Safety of intravenous infusion of human adipose tissue-derived mesenchymal stem cells in animals and humans

• Published in: Stem cells and development Vol. 20; no. 8; p. 1297
• Main Authors: Ra, Jeong Chan, Shin, Il Seob, Kim, Sang Han, Kang, Sung Keun, Kang, Byeong Cheol, Lee, Hang Young, Kim, Youn Joung, Jo, Jung Youn, Yoon, Eun Ji, Choi, Hyung Jun, Kwon, Euna
• Format: Journal Article
• Language: English
• Published: United States 01.08.2011
• Subjects: Adipose Tissue - cytology; Adipose Tissue - metabolism; Adult; Animals; Antigens, Surface; Carcinogenicity Tests; Cell Differentiation; Female; Humans; Infusions, Intravenous; Karyotype; Male; Mesenchymal Stem Cell Transplantation - adverse effects; Mesenchymal Stem Cell Transplantation - methods; Mesenchymal Stromal Cells - cytology; Mesenchymal Stromal Cells - physiology; Mice; Mice, Inbred BALB C; Mice, Nude; Mice, SCID; Middle Aged; Neoplasms; Spinal Cord Injuries - therapy
• ISSN: 1557-8534
• DOI: 10.1089/scd.2010.0466

Adipose tissue-derived mesenchymal stem cells (AdMSCs) represent an attractive and ethical cell source for stem cell therapy.

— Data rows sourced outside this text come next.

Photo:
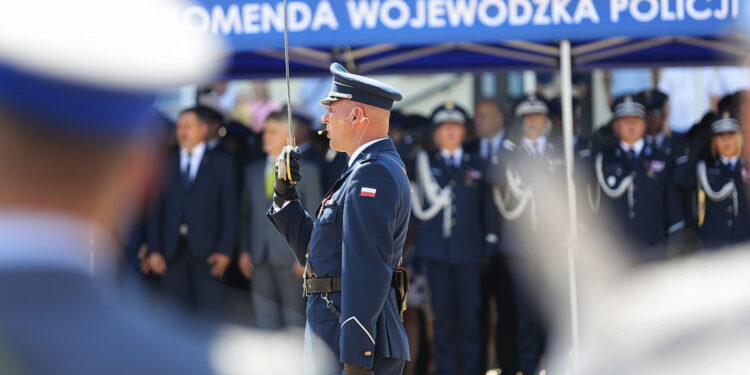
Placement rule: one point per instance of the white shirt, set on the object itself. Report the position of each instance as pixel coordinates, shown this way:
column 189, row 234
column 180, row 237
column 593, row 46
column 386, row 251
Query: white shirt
column 637, row 147
column 489, row 146
column 66, row 242
column 656, row 139
column 213, row 143
column 362, row 148
column 454, row 157
column 535, row 147
column 729, row 161
column 196, row 155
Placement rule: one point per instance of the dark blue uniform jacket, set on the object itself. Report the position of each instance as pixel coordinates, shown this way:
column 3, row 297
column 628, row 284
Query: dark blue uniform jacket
column 359, row 238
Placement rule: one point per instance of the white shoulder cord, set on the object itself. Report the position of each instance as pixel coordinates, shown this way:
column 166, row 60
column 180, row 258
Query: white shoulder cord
column 437, row 198
column 519, row 192
column 625, row 185
column 717, row 196
column 594, row 202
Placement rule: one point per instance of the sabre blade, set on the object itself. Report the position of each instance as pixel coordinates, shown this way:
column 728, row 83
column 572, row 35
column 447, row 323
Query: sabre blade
column 290, row 139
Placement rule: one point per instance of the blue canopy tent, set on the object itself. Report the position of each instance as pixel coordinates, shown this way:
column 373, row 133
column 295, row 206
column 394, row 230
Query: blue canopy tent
column 400, row 36
column 409, row 36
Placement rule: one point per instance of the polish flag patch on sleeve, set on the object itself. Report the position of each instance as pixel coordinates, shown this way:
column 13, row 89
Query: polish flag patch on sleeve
column 368, row 192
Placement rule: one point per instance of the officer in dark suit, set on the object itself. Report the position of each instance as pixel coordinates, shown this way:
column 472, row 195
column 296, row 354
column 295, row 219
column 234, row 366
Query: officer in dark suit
column 193, row 224
column 265, row 257
column 353, row 246
column 451, row 239
column 720, row 175
column 635, row 180
column 84, row 109
column 521, row 170
column 496, row 285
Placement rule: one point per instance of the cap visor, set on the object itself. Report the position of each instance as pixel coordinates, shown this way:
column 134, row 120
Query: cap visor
column 328, row 100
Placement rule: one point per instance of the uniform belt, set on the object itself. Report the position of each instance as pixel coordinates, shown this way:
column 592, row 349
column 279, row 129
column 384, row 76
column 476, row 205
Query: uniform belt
column 320, row 285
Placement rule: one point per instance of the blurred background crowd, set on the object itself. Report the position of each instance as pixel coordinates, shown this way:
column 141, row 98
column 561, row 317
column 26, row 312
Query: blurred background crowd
column 664, row 159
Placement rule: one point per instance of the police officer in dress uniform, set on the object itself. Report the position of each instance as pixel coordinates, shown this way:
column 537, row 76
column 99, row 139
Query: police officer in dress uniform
column 496, row 283
column 450, row 239
column 723, row 217
column 635, row 180
column 518, row 171
column 81, row 101
column 352, row 246
column 657, row 112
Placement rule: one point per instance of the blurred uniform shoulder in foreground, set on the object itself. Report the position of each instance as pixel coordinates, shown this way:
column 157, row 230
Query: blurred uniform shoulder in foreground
column 76, row 155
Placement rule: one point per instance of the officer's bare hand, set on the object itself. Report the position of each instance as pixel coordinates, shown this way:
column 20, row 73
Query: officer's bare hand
column 154, row 263
column 297, row 270
column 357, row 370
column 283, row 188
column 246, row 265
column 220, row 262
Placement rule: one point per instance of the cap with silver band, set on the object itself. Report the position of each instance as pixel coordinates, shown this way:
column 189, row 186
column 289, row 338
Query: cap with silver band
column 361, row 89
column 725, row 124
column 449, row 112
column 626, row 106
column 531, row 106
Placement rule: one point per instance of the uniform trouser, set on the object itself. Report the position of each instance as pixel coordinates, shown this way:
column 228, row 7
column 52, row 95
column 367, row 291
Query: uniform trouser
column 277, row 297
column 188, row 283
column 455, row 303
column 497, row 284
column 530, row 332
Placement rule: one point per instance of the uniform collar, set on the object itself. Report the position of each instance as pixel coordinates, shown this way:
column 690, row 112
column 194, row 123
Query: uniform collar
column 492, row 144
column 68, row 242
column 637, row 147
column 457, row 154
column 213, row 143
column 196, row 153
column 359, row 150
column 541, row 144
column 729, row 161
column 658, row 139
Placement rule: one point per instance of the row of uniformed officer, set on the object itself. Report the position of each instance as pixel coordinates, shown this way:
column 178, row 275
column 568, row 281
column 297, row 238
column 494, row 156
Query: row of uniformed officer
column 633, row 179
column 451, row 238
column 521, row 169
column 716, row 180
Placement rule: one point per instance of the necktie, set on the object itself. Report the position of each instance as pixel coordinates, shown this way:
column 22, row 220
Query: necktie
column 186, row 172
column 270, row 179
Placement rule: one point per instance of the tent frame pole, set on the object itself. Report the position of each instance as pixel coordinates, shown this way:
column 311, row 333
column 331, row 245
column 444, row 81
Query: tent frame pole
column 566, row 79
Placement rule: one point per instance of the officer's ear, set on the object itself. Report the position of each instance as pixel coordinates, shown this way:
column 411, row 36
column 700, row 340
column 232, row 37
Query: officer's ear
column 358, row 115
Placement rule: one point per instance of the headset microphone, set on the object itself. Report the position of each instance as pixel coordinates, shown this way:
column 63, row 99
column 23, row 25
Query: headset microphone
column 339, row 123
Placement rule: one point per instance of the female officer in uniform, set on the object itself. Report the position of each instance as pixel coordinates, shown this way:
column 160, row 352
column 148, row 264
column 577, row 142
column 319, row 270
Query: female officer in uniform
column 720, row 179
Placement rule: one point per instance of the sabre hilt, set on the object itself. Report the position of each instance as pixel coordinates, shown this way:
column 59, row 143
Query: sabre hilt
column 287, row 165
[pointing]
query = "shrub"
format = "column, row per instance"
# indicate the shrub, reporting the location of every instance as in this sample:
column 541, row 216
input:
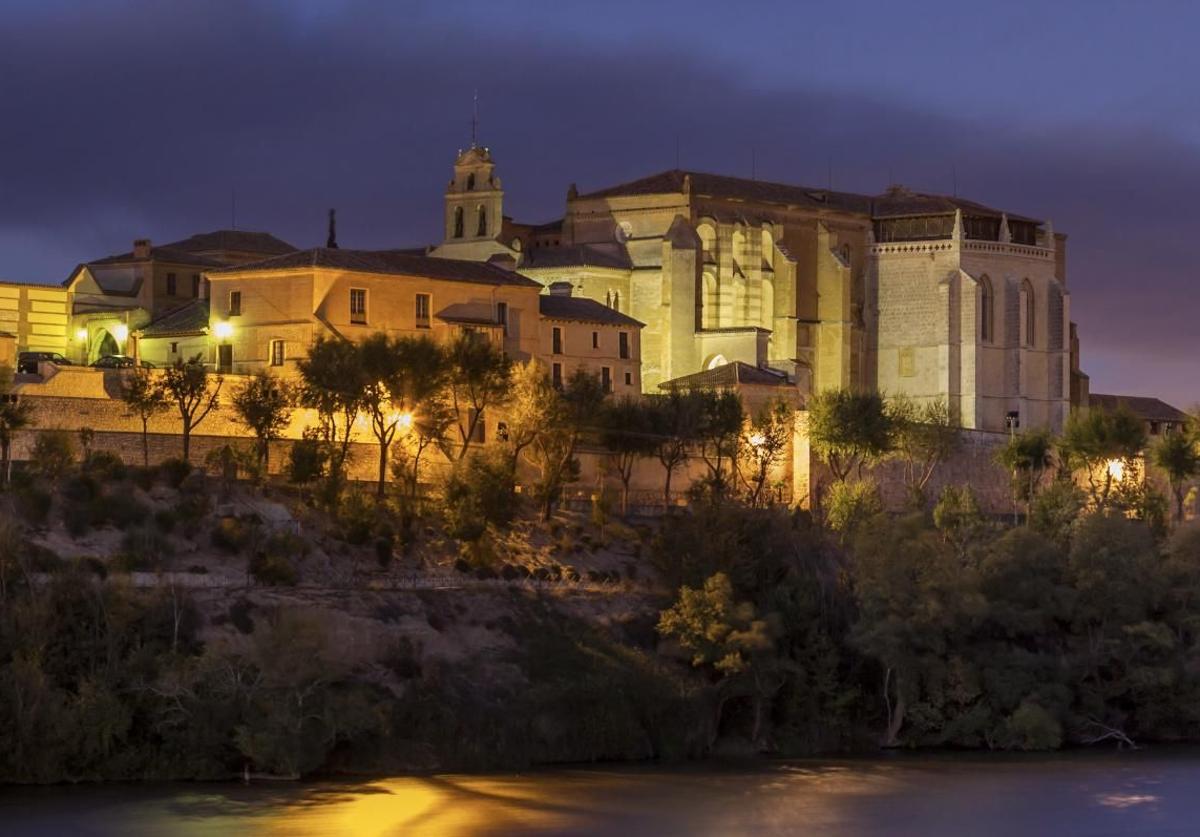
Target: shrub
column 232, row 534
column 174, row 471
column 53, row 453
column 274, row 570
column 143, row 548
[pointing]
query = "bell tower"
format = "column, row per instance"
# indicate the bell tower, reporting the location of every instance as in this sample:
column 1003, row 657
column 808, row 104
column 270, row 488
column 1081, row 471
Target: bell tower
column 474, row 202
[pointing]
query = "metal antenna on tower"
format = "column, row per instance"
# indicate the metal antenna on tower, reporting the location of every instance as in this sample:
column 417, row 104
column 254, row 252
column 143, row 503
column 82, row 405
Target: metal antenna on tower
column 474, row 119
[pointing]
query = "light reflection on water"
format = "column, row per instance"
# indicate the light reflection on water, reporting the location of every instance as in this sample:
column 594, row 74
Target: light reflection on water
column 1084, row 794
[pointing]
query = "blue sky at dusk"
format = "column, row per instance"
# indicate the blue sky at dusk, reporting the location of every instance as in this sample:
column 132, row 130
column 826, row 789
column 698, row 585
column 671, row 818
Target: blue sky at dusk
column 120, row 120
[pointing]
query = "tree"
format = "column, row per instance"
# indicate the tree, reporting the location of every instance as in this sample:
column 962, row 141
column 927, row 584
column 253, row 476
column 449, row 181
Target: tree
column 924, row 437
column 15, row 415
column 1179, row 457
column 721, row 419
column 849, row 429
column 627, row 433
column 264, row 405
column 553, row 451
column 331, row 383
column 765, row 441
column 675, row 421
column 1105, row 445
column 479, row 378
column 186, row 385
column 1027, row 456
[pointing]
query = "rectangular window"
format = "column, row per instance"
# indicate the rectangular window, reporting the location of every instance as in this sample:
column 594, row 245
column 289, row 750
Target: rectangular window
column 358, row 305
column 478, row 434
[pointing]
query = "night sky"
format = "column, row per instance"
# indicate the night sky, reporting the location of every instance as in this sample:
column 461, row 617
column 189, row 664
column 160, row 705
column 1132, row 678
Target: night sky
column 120, row 120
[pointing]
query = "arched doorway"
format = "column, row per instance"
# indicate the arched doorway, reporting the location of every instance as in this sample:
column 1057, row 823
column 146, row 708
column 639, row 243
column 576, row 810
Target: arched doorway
column 106, row 344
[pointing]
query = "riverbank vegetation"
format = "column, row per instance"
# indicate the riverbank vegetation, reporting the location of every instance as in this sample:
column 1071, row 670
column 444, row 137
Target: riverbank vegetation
column 546, row 634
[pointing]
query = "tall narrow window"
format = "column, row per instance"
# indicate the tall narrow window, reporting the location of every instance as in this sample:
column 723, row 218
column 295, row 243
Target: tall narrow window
column 1030, row 308
column 987, row 311
column 423, row 311
column 358, row 305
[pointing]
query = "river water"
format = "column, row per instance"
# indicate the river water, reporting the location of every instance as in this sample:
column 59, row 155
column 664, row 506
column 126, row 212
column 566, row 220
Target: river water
column 1141, row 793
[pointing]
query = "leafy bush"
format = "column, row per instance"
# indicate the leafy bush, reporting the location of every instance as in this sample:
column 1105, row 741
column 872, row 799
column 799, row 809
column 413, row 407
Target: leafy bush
column 174, row 471
column 274, row 570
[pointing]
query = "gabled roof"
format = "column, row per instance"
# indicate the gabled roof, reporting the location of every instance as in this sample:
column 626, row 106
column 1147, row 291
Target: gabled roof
column 387, row 262
column 895, row 202
column 189, row 319
column 726, row 375
column 1149, row 409
column 721, row 186
column 581, row 309
column 580, row 256
column 237, row 240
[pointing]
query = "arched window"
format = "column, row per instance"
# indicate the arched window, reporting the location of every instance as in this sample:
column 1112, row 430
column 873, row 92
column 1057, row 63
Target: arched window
column 1030, row 312
column 987, row 311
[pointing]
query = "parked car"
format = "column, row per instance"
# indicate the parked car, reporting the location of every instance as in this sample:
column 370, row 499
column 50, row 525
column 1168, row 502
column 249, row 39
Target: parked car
column 119, row 362
column 28, row 361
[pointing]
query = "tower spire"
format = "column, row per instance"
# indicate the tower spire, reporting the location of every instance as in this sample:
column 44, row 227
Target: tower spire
column 474, row 120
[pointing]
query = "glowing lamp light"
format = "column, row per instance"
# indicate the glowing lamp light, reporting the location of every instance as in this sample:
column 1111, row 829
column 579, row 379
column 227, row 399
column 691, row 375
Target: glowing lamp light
column 1116, row 470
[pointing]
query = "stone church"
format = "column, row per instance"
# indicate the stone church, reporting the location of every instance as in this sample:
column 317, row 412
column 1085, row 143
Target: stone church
column 930, row 296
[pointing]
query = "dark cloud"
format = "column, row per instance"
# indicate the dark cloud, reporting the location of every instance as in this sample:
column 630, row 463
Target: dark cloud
column 142, row 119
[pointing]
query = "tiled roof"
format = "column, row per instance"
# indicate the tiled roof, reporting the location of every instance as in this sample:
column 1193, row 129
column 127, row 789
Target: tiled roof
column 721, row 186
column 238, row 240
column 895, row 202
column 189, row 319
column 388, row 262
column 1150, row 409
column 899, row 202
column 581, row 309
column 729, row 374
column 603, row 256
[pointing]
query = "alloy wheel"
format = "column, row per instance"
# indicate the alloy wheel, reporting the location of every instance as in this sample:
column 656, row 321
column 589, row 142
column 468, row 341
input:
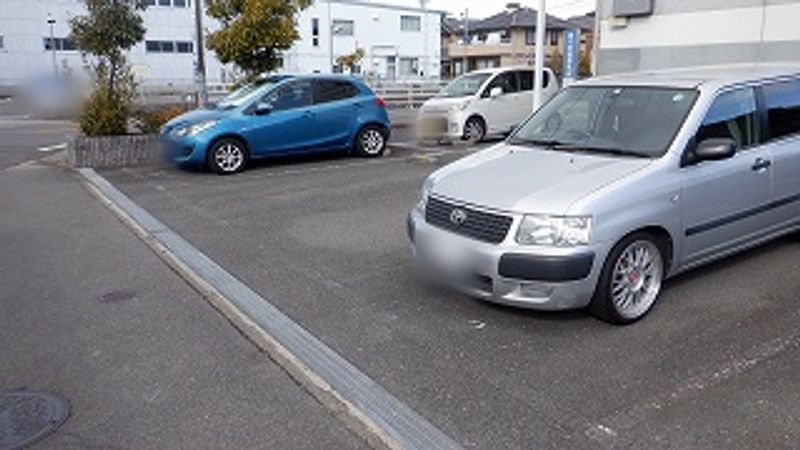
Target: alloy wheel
column 636, row 279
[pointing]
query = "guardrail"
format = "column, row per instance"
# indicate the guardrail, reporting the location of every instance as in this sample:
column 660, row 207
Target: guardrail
column 407, row 94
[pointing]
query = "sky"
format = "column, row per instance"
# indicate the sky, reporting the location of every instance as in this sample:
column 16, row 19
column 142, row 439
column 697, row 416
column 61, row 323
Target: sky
column 484, row 8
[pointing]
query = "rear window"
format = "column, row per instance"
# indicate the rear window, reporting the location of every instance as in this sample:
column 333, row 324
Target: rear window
column 326, row 91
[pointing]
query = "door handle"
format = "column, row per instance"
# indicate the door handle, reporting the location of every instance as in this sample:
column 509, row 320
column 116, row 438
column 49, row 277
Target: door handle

With the recent demonstration of MSC homing properties, intravenous applications of MSCs to cell-damaged diseases have increased. In the present study, the toxicity and tumorigenicity of human AdMSCs (hAdMSCs) were investigated for clinical application. Culture-expanded hAdMSCs showed the typical appearance, immunophenotype, and differentiation capacity of MSCs, and were genetically stable at least 12 passages in culture. Cells suspended in physiological saline maintained their MSC properties in a cold storage condition for at least 3 days. To test the toxicity of hAdMSCs, different doses of hAdMSCs were injected intravenously into immunodeficient mice, and the mice were observed for 13 weeks. Even at the highest cell dose (2.5×10(8) cells/kg body weight), the SCID mice were viable and had no side effects. A tumorigenicity test was performed in Balb/c-nu nude mice for 26 weeks. Even at the highest cell dose (2×10(8) MSCs/kg), no evidence of tumor development was found. In a human clinical trial, 8 male patients who had suffered a spinal cord injury >12 months previous were intravenously administered autologous hAdMSCs (4×10(8) cells) one time. None of the patients developed any serious adverse events related to hAdMSC transplantation during the 3-month follow-up. In conclusion, the systemic transplantation of hAdMSCs appears to be safe and does not induce tumor development.